Very revealing. The takeaway for us as music educators is the importance of the last 5 to 10 minutes of a lesson being a moment where the child’s really experiencing a big win.

 

I always make it a point in my lessons that the last five minutes would be purely the child playing an idea in time, and I’m accompanying them or I have some backing tracks, maybe a drumbeat so that they’re really experiencing music and all of its glory.

 

Music really isn’t music until time is established. If a child’s inching their way through a piece of music, without the rhythm and time established, in a way that the child’s more focused on executing the notes properly, that’s not really music. They’re just reviewing an aspect of music—they’re not really getting the full experience. You can get a child to play in time for two to five minutes. That’s maybe long, but two to three minutes in time they’ll slip into this kind of semi-hypnotic state. They experience this feeling of elevation. By creating that repetition and having them play in time, they’re going to walk out of there and go, “Wow, that really felt cool…those last few minutes.” When they go home, they have something very concrete that they can show the parent.

 

The sign of a good lesson is that when the child feels so inspired that they don’t have to even reference your notes for what to practice.

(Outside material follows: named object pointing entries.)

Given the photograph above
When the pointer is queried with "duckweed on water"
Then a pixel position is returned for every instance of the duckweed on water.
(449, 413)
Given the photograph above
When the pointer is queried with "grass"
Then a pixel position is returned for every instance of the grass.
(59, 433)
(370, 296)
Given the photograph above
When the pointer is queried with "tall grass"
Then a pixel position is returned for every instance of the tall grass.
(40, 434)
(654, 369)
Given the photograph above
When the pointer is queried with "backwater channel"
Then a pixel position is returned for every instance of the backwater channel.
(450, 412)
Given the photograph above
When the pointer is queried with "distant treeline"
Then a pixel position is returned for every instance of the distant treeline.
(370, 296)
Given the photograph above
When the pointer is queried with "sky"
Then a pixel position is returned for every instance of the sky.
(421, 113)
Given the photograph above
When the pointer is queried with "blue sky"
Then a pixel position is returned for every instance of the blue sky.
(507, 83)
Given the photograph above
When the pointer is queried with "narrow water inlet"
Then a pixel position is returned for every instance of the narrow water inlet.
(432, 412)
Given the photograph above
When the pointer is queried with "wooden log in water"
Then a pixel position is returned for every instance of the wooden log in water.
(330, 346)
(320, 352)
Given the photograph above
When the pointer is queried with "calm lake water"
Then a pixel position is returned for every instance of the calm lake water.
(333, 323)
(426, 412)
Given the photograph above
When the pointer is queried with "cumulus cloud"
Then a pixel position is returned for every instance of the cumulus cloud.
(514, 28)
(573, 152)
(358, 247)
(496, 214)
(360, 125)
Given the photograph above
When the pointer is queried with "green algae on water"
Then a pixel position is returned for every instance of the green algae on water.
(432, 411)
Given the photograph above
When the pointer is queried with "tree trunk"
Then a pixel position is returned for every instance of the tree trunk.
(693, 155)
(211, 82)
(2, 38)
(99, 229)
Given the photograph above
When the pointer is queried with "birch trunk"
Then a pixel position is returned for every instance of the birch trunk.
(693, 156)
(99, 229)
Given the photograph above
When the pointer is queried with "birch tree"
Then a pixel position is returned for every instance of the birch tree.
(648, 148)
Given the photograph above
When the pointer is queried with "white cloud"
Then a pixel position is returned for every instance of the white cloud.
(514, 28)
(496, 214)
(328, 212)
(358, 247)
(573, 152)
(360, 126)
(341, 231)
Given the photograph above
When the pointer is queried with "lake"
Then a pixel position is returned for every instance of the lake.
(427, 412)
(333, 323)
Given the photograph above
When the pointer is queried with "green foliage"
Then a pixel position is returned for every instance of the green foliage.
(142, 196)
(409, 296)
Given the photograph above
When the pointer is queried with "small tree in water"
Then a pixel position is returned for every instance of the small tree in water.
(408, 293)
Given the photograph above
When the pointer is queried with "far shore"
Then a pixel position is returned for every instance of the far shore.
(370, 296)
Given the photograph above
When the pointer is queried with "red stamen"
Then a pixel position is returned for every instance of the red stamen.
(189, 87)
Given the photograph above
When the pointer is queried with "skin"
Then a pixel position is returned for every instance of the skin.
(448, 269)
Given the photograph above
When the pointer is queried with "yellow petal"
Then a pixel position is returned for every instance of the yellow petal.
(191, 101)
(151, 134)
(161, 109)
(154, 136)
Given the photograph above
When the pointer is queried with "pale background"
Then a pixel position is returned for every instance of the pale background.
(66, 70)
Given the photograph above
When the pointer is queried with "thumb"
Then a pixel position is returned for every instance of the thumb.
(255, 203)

You’ve just given them a few things to work on, and they were able to successfully execute it in the lesson. All they have to do now is go home and recreate what happened in the lesson.

 

 

Establishing a Discovery Phase Throughout the Call

The big kind of summary here is when you start a sales call, establish a discovery phase. The discovery stage is when you’re trying to discover what it is that’s brought the parent to reach out to you. What problem do they have? The pain that they have in their life? The desire that they have? The outcome that they are looking for? Understand that. Then, in your sales pitch, one by one, tackle the hopes, dreams, and fears that they shared with you.

 

When you take that approach, the parent walks away feeling like “Wow, this is perfect. This is exactly what I’m looking for.” Of course, it’s exactly what they’re looking for because they told you what they’re looking for. The question is “Do your music lessons really deliver on what you say they are?” And that’s a whole another conversation.

 

A successful sales call isn’t just getting a new student to sign up; it’s getting the parent to leave the call feeling inspired themselves, feeling excited to start lessons, feeling more excited for their child to start lessons than they initially did when they called you.

 

That successful sales call is when a parent walks away and feels like they can trust you, that you’re an authority, and that they can’t wait to meet that really fascinating person they had a 20-minute phone call with.

 

 

Bringing Out the Benefits Over the Features

When people call you and ask you about your music lessons, don’t tell them the facts and the details about your lessons. Don’t tell them what you teach and what hours you offer and what the prices are. That’s for the very end of the phone call.

 

A successful sales call is built solely on the child and how you can help them. It’s a little harder to do and requires some practice, but the impact that it will make on your business is significant.